Like important inventions throughout history, mass spectrometry has taken a little while to realize its full potential. As sensitivity and throughput improve, researchers are finding it a more useful tool than its inventors could have imagined.

click the image to enlarge   IMS analysis of a 12 µm rat kidney section. (A) Partial survey protein profile in the m/z range from 9850 to 10050, obtained after homogeneous matrix deposition on the section, showing two strong signals at m/z 9943 and m/z 9979. (B) to (D), Ion density maps obtained for m/z 9943 and m/z 9979 with an imaging resolution of 250 µm. (Source: Richard Caprioli, PhD, and Pierre Chaurand, PhD, Vanderbilt University)

Some inventions are cool in and of themselves. The Slinky. The iPod. The massage chair. But for most, it's not the invention itself that is exciting. Take the wheel, for example. Pretty solid invention there, but by itself, the wheel is just a round thing with some spokes. Sliced bread, too. In and of itself, not so exciting. But take that sliced bread, plop a juicy Swiss-cheese hamburger on top, add a slab or two of hickory-smoked bacon, and now we've got something. Attach something cool to the wheels, something like a Ferrari F430 or one of those funky, impractical Segways, and now you've got a zippy invention.
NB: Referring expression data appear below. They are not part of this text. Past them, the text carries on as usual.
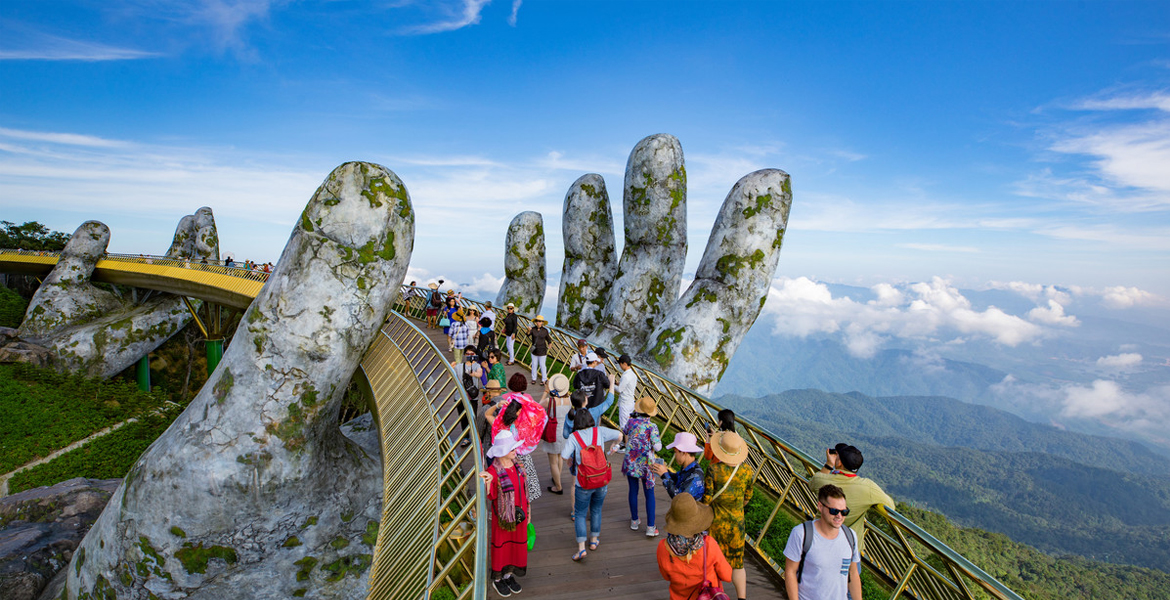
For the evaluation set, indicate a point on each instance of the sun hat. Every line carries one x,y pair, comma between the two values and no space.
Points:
687,517
686,442
503,443
558,384
729,447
The mass spectrometer is far from the coolest invention ever. It is a somewhat pedestrian device that measures the mass-to-charge ratio (m/z) of molecules, such as proteins and peptides, that have been electrically charged. But now consider what it can do, and then we've got something. Tasty burgers aside, mass spec is much more versatile than bread, and it may some day get as much mileage as the wheel. Some day soon.

Mass spectrometry provides valuable information to a wide range of professionals including chemists, pharmacists, physicians, engineers and astronomers. It's a cross-functional star that is just now realizing the upper limits of its potential. Advances in mass spectrometry instrumentation have added levels of sophistication to the technique and expanded the use of the devices. Tools such as high high-resolution mass spectrometers, electrospray ionization techniques, and hybrid instruments have led to increased sensitivity and higher throughput. Now, life science researchers are looking to push the outer limits of the techniques both in traditional areas such as biomarker discovery, and in new ways, like tissue imaging and biodefense.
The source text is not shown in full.